The All American Preppy Look
The earliest students at America’s Seven Sisters colleges: Barnard, Bryn Mawr, Mount Holyoke, Smith, Radcliffe, Vassar, and Wellesley, were pioneers in more ways than one. The young women who attended these elite institutions that were deemed the female equivalents of the men’s Ivy League schools were intellectual trailblazers, to be sure, but they also shouldered the task of defining collegiate dressing for American women. In her book, Seven Sisters Style, British fashion historian, Rebecca Tuite, examines the campus attire that evolved at these schools from the late 1800’s and throughout the 20th century, bringing their style influences full circle to the present day.
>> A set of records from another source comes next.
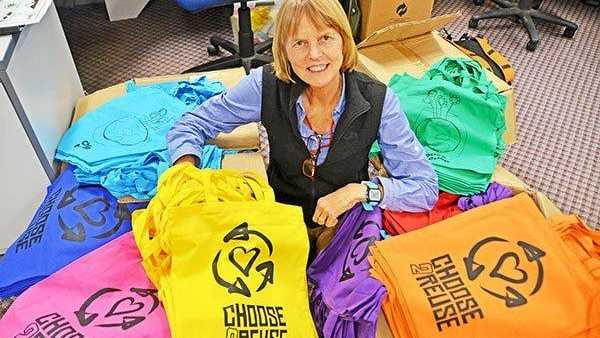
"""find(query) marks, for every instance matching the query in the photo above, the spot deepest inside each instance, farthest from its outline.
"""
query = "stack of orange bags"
(500, 270)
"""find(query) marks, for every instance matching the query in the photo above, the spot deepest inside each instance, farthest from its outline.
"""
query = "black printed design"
(125, 313)
(509, 268)
(246, 259)
(359, 250)
(35, 232)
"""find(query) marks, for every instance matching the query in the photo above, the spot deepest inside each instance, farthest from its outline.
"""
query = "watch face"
(374, 195)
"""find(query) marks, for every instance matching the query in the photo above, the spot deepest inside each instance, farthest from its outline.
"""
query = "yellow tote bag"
(228, 261)
(185, 185)
(238, 270)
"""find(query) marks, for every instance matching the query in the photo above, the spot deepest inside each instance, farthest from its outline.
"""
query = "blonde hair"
(321, 12)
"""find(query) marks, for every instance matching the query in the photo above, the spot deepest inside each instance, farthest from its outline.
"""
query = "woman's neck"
(325, 96)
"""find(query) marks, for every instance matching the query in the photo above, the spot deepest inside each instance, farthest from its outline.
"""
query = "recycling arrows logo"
(92, 212)
(246, 258)
(514, 272)
(128, 309)
(358, 250)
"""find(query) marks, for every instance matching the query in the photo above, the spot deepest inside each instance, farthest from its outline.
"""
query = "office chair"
(525, 11)
(244, 53)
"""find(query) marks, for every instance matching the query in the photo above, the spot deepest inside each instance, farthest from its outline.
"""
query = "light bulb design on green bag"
(437, 128)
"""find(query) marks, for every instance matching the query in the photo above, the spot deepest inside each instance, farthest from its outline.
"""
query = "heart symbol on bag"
(509, 273)
(243, 259)
(93, 211)
(121, 308)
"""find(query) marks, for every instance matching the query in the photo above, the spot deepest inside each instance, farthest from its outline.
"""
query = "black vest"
(348, 157)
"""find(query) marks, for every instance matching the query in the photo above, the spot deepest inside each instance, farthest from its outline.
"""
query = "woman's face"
(315, 53)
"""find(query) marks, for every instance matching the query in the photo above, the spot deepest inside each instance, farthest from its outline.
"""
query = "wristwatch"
(374, 195)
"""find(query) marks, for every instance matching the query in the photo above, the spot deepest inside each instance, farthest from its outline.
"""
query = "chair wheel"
(569, 32)
(531, 45)
(213, 50)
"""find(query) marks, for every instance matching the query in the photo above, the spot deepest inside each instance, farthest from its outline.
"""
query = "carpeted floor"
(558, 101)
(557, 86)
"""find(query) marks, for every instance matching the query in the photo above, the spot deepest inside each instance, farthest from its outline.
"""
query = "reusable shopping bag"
(344, 299)
(122, 144)
(103, 294)
(458, 116)
(72, 220)
(227, 259)
(498, 270)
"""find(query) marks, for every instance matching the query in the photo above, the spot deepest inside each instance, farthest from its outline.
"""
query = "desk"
(40, 86)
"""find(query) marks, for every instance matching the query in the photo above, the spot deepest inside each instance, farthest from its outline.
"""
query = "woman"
(321, 118)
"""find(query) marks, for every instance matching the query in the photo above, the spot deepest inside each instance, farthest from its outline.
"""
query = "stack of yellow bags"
(500, 270)
(228, 260)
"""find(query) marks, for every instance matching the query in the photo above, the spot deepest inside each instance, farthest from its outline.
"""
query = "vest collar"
(356, 104)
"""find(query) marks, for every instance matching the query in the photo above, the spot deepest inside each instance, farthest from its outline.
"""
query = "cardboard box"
(243, 137)
(412, 47)
(377, 14)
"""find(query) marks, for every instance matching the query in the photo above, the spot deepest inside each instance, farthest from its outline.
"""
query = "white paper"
(22, 12)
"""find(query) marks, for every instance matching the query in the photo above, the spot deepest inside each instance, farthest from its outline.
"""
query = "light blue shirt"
(412, 185)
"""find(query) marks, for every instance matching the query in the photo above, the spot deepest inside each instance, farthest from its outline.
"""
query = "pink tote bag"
(105, 293)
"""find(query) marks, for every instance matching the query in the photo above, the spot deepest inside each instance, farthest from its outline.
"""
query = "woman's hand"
(329, 207)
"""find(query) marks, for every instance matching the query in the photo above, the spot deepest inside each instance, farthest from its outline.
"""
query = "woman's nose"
(315, 51)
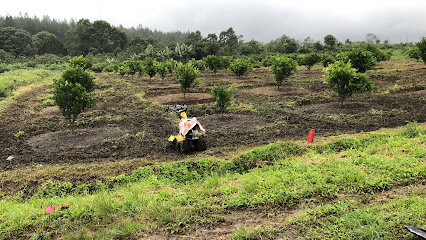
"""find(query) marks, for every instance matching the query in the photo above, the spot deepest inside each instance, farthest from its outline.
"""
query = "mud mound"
(337, 108)
(54, 110)
(274, 91)
(79, 138)
(229, 122)
(190, 99)
(160, 86)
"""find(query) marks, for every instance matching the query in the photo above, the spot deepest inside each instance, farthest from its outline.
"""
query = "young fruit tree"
(81, 62)
(283, 68)
(241, 66)
(213, 63)
(421, 46)
(162, 69)
(345, 80)
(361, 59)
(71, 98)
(149, 66)
(222, 97)
(186, 75)
(80, 76)
(310, 60)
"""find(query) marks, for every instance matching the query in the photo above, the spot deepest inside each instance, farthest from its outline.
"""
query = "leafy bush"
(283, 68)
(81, 62)
(71, 98)
(422, 49)
(241, 66)
(132, 67)
(162, 69)
(149, 67)
(78, 75)
(361, 59)
(186, 75)
(198, 64)
(412, 130)
(3, 68)
(328, 59)
(413, 53)
(310, 60)
(222, 97)
(171, 65)
(97, 68)
(345, 80)
(213, 63)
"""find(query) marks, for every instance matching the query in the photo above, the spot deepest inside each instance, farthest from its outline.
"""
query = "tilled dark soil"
(123, 126)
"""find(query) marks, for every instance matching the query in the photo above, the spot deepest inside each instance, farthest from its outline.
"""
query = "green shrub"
(162, 69)
(78, 75)
(345, 80)
(222, 97)
(186, 75)
(327, 60)
(4, 68)
(81, 62)
(149, 67)
(310, 60)
(198, 64)
(241, 66)
(71, 98)
(413, 52)
(361, 59)
(421, 46)
(213, 63)
(97, 68)
(282, 68)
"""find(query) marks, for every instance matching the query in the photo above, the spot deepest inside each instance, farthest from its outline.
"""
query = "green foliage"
(222, 97)
(46, 42)
(225, 62)
(171, 65)
(241, 66)
(198, 64)
(413, 52)
(330, 41)
(213, 63)
(80, 62)
(132, 67)
(412, 130)
(122, 70)
(3, 68)
(15, 41)
(327, 60)
(361, 59)
(283, 68)
(149, 67)
(345, 80)
(186, 75)
(310, 60)
(421, 45)
(80, 76)
(377, 53)
(71, 97)
(162, 69)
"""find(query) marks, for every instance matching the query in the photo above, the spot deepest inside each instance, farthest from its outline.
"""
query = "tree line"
(29, 36)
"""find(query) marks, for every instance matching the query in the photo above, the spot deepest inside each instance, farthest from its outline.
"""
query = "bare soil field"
(129, 121)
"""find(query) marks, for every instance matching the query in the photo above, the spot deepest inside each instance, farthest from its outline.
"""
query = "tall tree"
(45, 42)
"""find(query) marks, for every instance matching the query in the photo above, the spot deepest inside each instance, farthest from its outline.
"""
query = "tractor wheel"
(184, 146)
(201, 144)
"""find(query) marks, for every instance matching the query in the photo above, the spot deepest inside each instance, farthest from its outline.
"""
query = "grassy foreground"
(339, 176)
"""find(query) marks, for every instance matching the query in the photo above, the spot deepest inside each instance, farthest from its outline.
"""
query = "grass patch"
(173, 197)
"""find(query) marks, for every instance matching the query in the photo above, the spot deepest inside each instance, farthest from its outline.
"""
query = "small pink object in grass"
(50, 209)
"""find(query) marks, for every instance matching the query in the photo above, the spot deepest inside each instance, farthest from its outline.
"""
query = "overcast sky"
(263, 20)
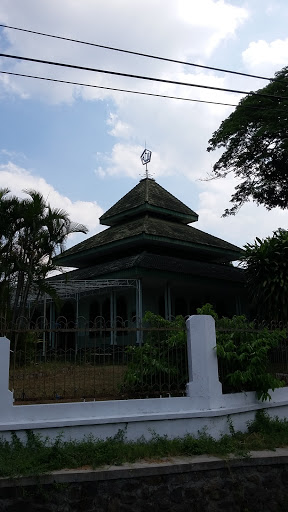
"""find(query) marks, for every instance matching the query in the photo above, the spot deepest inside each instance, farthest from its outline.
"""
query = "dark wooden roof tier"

Through archival photographs, the author demonstrates how these college women became unintentional fashion trendsetters who laid the foundations of the American Preppy style.
|Wellesley students,circa 1941|
“The All American Preppy Look” is defined by Tuite as going “beyond the pink and green.” It is a style that endures because it encompasses not only the wearing of certain types of clothing, but “a curious combination of spirit, attitude and relevance.” Its origins were based on necessity and the ever-changing lifestyle of these young women as they headed into the 20th century. The first Seven Sisters students arrived on campus armed with a simple, frugal wardrobe considered appropriate for young ladies of their day. This included crinoline or hoop underskirts, day dresses and blouses with floor skimming skirts. They were encouraged, by the administrations of their schools, to eschew experimentation with the latest fashions in favor of the classic, understated staples of dress that were viewed as synonymous with respectability and intelligence. Tuite quotes Henry Fowle Durant, the founder of Wellesley College as saying “ One calico girl is worth two velvet girls.”
|Anna McCann, Wellesley '54 in a 1954 edition of Holiday magazine|
The 1890’s ushered in The Progressive Era (1890-1920) and attitudes gradually began to change regarding a woman’s ability to balance a first-rate education and athletic activity. Crinoline skirts gave way to “more comfortable skirts, shirtwaists, blouses and jackets.”Before long these young women realized that their way of dress did not just reflect the activities that they participated in on campus, but also helped define them as being a part of a female collegiate community. Tuite refers to a Wellesley student of the day who requested that her parents send her “blue eyeglasses,” simply because, “It is quite the thing for all collegians to wear eyeglasses….” At Vassar, “ bulky roll neck sweaters ‘the inconveniently manly ones that go over the head,’ as one student described them” became all the rage.
|Peck & Peck ad 1956|
The Seven Sisters students were also taking their cues from the men of the Ivy League, whose style of dress reflected different aspects of their collegiate lifestyle. Their tailored, yet casual style, provided rich inspiration for their female counterparts. However, they took a measured approach in their adaptation of menswear. According to Tuite, “ Seven Sisters women were all too aware that they could not dress exactly like men for fear of being perceived as radicals, … As such, the Seven Sisters women often began to simply incorporate small pieces of menswear into their everyday dress…. Even when wearing a ‘mannish’ blouse or letterman, in almost every case, it was paired with a skirt.” These pioneering young women sought to strike a balance between challenging tradition and maintaining their femininity, making it much easier for society to accept that these students who were accomplished in the classroom and on the athletic field were still “real American women.”
|Perry Ellis turns the Seven Sister's classic sweater into a dress, circa 1982|
With the passage of time, acceptance gave way to admiration and imitation and the “campus classics” worn by the Seven Sisters found their way into mainstream society. Tuite cites Modern Knitting magazine’s 1916 promotion of patterns for “…seven different cardigans, each named after one of the Seven Sisters colleges (‘The Wellesley’, ‘The Barnard’, ‘ The Vassar’, etc.), each capturing the loose fit and collegiate look favored by the country’s most prominent sweater-wearing college girls.” Fast forward to 1937, when Life Magazine ran a feature which included specific details of dressing like a Vassar girl. Tuite calls this “a turning point in the popular influence of Seven Sisters style.” The Life article received so much attention that Macy’s soon announced it would sell all of the outfits pictured in the magazine. Thus, the Seven Sisters women gained official “style icon status.”
|Jane Fonda, circa 1959|
Tuite covers the next several decades, focusing on the versatile looks that have taken the Seven Sister’s classics from the classroom to the runway and even to the big screen. She features period photos of students at work and at play, including some familiar faces (Ali MacGraw, Wellesley’60, Diane Sawyer, Wellesley’67, and Vassar alums, Jacqueline Bouvier Kennedy, Meryl Streep and Jane Fonda). Tuite’s informative account of the history of “ la vie en prep” is best characterized by the author herself, who calls her subject matter “an enduring part of America’s social, cultural and style history.”